We are at the advent of a new era in software

We are at a critical time in the evolution of GenAI technology for the enterprise. GenAI is a paradigm-shifting technology like predictive AI, SaaS, mobile, and other large evolutionary stages in software and computing. But the full extent of the impact on the enterprise and how quickly it achieves this full impact is still uncertain. In 2023, most enterprises developed prototypes and ran internal POCs, and were charged with enthusiasm about GenAI’s potential. We are at a critical point – will this enthusiasm sustain and prove itself worthy, or will an embarrassing parade of unready apps create a major deflation?

LLM App Hype Cycle - on the upswing, but where could it go?
Figure 1 – There are many ways that this LLM app hype cycle could go.

In late 2023, we conducted a survey that showed that very few organizations had actually moved LLM applications into production. Only 11% of enterprises had moved more than 25% of their GenAI initiatives into production. Approximately 70% of enterprises have not yet moved any applications into production. Customers tell us that, now, their top priority is to get these apps into production and to achieve business impact. They want to take advantage of this path-breaking technology and stay ahead of their competition. The questions that these customers and the industry face are fundamentally: How can these LLM applications quickly become successful and fulfill the promise of GenAI? Which factors will determine the ultimate success of these applications?

Most LLM Apps Today are in development, not in production, according to TruEra survey.
Figure 2: Most often, LLM apps are still in the development phase.

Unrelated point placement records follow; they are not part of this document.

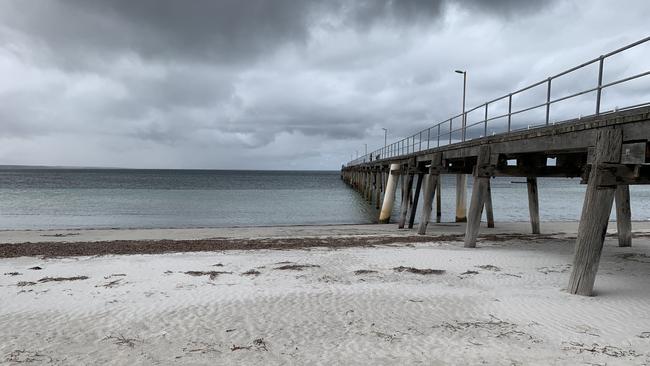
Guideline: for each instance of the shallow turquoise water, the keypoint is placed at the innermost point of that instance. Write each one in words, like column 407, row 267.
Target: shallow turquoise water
column 114, row 198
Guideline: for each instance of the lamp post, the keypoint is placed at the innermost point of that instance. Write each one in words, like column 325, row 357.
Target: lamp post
column 464, row 91
column 461, row 179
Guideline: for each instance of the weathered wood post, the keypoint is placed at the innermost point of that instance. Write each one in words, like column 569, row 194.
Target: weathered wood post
column 389, row 194
column 623, row 215
column 368, row 190
column 595, row 211
column 378, row 188
column 489, row 213
column 416, row 197
column 429, row 191
column 461, row 198
column 479, row 193
column 533, row 203
column 407, row 196
column 439, row 200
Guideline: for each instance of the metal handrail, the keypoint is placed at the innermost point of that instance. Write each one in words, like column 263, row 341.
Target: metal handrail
column 443, row 135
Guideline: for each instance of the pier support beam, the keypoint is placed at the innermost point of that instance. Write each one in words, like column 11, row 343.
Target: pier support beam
column 489, row 213
column 431, row 184
column 623, row 215
column 416, row 198
column 407, row 196
column 461, row 198
column 479, row 193
column 378, row 189
column 438, row 201
column 389, row 194
column 533, row 203
column 595, row 212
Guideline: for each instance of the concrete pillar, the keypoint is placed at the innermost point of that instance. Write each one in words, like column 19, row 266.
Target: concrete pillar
column 389, row 194
column 623, row 215
column 407, row 197
column 461, row 198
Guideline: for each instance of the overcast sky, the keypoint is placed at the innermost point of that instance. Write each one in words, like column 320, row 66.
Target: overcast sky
column 273, row 84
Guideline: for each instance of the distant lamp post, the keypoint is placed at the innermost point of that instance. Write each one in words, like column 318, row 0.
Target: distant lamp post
column 464, row 92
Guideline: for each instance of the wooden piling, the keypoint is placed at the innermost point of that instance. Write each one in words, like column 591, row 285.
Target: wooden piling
column 416, row 198
column 461, row 198
column 489, row 213
column 407, row 196
column 427, row 200
column 479, row 193
column 389, row 194
column 378, row 189
column 533, row 203
column 596, row 210
column 623, row 215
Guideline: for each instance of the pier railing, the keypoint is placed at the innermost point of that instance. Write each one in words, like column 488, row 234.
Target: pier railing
column 497, row 116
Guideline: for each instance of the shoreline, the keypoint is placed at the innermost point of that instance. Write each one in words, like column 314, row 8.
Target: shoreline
column 395, row 302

The unique challenges of LLM applications

As enterprises and startups get serious about moving LLM applications from the POC stage into production, they experience new pain points. TruEra surveys show that by far the top pain points are quality and governance. Providing a high-quality user experience is key to the success of any application, and LLM-based applications create unique quality considerations, different from other applications. Most software systems, such as CRM systems, tend to be deterministic, providing expected and reliable output based on a given input. LLM apps are less understood and deterministic, producing unexpected and potentially problematic output.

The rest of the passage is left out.